05.02.25 | Brasil

“Portões de Auschwitz: uma imagem e mil palavras”

Em artigo na Folha de S.Paulo desta quarta-feira (5), André Lajst, cientista político e presidente-executivo da StandWithUs Brasil; Fernando K. Lottenberg, advogado e comissário da OEA para o Monitoramento e Combate ao Antissemitismo; Sabrina Abreu, jornalista, escritora e diretora de comunicação e cultura da StandWithUs Brasil, e Sofia Débora Levy, representante para a Memória do Holocausto do Congresso Judaico Latino-Americano e diretora educacional do Memorial às Vítimas do Holocausto, comentam a recente charge publicada nesse jornal usando o icônico portão de Auschwitz e advertem: “Induzir falsas simetrias com eventos contemporâneos, como em charge infeliz publicada nesta Folha, alimenta o negacionsimo e a desinformação”.  Leia a seguir a íntegra do texto:

Os dizeres "Arbeit Macht Frei" ("O Trabalho Liberta", em português) foram escolhidos por escárnio pelos nazistas para serem colocados na entrada de diversos campos de concentração e/ou extermínio, como Theresienstadt, na atual República Tcheca, Dachau, na Alemanha, e o mais conhecido entre todos, Auschwitz-Birkenau, na Polônia ocupada.

Durante a Segunda Guerra Mundial, havia mais de mil campos de diferentes categorias operados pelos nazistas. Entre todos, Auschwitz-Birkenau entrou para a história como o símbolo máximo do aniquilamento de minorias perpetrado pelo regime hitlerista e seu processo industrial aplicado ao genocídio, incluindo câmaras de gás e fornos crematórios. Um milhão entre os 6 milhões de judeus vítimas do Holocausto morreram ali. Dos 5 milhões de pessoas de outros grupos e minorias assassinados durante a guerra, 100 mil eram internos desse campo.
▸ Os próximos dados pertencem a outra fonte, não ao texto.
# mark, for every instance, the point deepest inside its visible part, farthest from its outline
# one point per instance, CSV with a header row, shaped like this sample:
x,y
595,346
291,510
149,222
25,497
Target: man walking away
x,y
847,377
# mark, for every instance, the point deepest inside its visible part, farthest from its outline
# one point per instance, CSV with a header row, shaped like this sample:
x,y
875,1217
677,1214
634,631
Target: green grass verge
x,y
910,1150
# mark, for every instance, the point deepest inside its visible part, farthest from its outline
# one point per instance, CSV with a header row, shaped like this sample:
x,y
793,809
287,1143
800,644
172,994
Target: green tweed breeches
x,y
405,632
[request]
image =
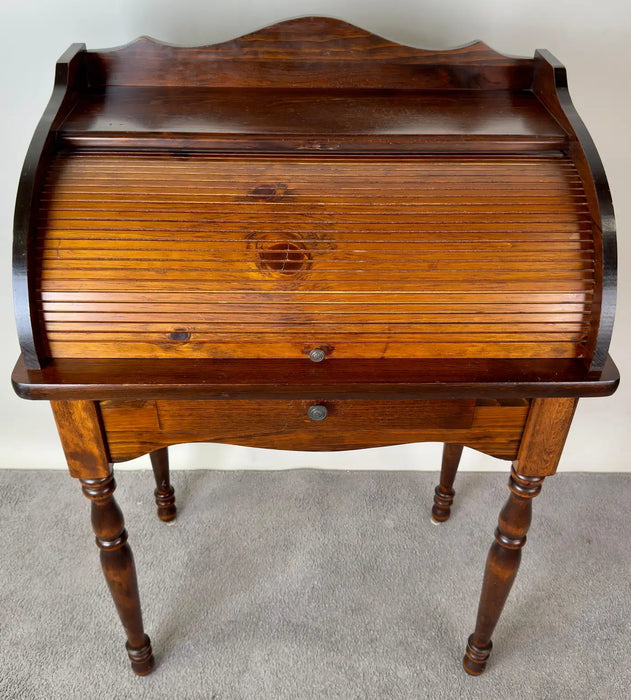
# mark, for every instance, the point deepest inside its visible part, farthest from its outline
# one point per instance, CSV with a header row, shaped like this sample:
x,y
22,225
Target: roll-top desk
x,y
312,238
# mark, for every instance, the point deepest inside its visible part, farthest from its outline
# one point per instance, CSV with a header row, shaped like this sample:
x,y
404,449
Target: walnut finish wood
x,y
68,77
301,379
368,258
192,223
501,567
362,120
80,431
444,492
119,569
135,428
164,493
546,430
550,86
308,52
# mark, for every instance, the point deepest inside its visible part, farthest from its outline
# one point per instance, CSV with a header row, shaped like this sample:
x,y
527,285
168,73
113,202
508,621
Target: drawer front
x,y
134,428
149,255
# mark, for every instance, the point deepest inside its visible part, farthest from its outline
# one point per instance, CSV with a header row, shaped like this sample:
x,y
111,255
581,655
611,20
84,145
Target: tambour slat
x,y
154,255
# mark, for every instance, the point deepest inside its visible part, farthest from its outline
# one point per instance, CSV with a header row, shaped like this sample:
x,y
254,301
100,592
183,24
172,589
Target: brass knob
x,y
317,355
317,412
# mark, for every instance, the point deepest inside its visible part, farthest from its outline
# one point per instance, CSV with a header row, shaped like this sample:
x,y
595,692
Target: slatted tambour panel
x,y
158,255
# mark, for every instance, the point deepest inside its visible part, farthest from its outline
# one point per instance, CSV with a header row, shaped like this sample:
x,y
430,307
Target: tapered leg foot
x,y
501,567
142,661
475,658
444,492
164,493
117,562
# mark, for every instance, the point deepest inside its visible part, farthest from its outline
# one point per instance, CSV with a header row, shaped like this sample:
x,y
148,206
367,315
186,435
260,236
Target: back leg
x,y
164,493
444,492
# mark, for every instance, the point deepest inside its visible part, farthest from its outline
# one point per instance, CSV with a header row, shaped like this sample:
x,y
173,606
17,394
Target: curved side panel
x,y
550,86
134,428
67,75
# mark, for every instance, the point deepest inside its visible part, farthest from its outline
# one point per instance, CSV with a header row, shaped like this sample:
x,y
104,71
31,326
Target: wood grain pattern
x,y
81,435
546,431
147,256
312,120
297,379
68,79
134,428
551,87
308,52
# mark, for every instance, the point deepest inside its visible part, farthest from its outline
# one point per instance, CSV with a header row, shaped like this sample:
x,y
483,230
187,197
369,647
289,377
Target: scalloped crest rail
x,y
433,228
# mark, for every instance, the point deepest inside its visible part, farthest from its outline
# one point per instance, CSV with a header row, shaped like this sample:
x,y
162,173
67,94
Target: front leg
x,y
119,569
444,492
501,567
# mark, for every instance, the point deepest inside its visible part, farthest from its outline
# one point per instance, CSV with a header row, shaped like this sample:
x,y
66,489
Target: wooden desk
x,y
312,238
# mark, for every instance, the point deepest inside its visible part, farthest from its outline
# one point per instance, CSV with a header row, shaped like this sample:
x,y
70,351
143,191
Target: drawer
x,y
134,428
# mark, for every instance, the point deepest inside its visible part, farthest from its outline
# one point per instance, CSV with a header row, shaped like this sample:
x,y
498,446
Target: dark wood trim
x,y
300,379
68,77
82,437
502,565
119,569
550,86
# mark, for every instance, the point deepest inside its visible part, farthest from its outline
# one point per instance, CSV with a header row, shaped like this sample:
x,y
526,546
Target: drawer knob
x,y
317,412
317,355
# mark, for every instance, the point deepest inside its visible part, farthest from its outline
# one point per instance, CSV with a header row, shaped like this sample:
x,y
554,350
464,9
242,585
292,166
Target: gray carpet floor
x,y
315,584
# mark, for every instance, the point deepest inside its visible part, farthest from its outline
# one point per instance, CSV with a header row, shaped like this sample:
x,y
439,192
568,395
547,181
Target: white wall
x,y
593,39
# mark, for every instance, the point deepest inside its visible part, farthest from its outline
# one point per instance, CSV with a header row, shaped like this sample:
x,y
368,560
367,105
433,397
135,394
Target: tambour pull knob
x,y
317,412
317,355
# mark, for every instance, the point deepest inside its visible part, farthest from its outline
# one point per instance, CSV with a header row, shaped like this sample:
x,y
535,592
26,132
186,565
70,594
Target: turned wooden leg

Charge publicada nesta Folha no dia 31 de janeiro usou o icônico portão arqueado de Auschwitz, mas substituindo a frase "Arbeit Macht Frei" por "Guantánamo" —algo extremamente ofensivo à memória das vítimas.

É verdade que a liberdade de expressão permite a circulação dessa imagem; no entanto, a reprodução do conjunto simbólico nazista deveria ser evitada. Não por censura, mas por ética.

No desenho, há também um boné vermelho com a inscrição "MAGA" (acrônimo de "Make America Great Again", ou "faça a América grande de novo", em português), da campanha de Donald Trump, e três prisioneiros vestindo um uniforme listrado, semelhante aos usados em Auschwitz.

Diante de notícias recentes —o presidente norte-americano divulgou que pretende enviar 30 mil imigrantes ilegais para Guantánamo—, tenta-se atribuir similaridade entre a nova política imigratória dos EUA e o local do maior assassinato em massa da história.

Para quem entrou por aqueles portões —além de judeus, romani e sinti (ciganos), homens gays, comunistas, testemunhas de Jeová, prisioneiros políticos, entre outros—, Auschwitz foi sinônimo de trabalhos forçados, fome, doenças, agressões e morte, num confinamento absoluto entre cercas elétricas e torres de vigilância, de um lado, e, de outro, chaminés por onde saíam as cinzas dos corpos incinerados.

No último dia 27 de janeiro, lembramos os 80 anos da libertação de Auschwitz pelas tropas soviéticas. Na cerimônia realizada no local, ex-prisioneiros usavam vestimentas como as da charge infeliz.

Confeccionados em tecido fino, com listras azuis, por si só os uniformes constituíam uma das incontáveis torturas sofridas pelas vítimas sob a neve do inverno polonês e entraram para a história como símbolo desse sofrimento.

Os trilhos dos trens que carregavam pessoas como animais, o portão com a frase ignóbil, as tatuagens de identificação dos presos, as fotos dos sobreviventes esquálidos encontrados pelos libertadores, as marcas de unhas nas paredes das câmaras de gás, as pilhas de corpos e até o próprio nome Auschwitz estão ligados a um tempo e espaço e devem ser respeitados.

Induzir falsas simetrias com eventos contemporâneos alimenta o negacionismo, a trivialização e a desinformação. Perdemos todos.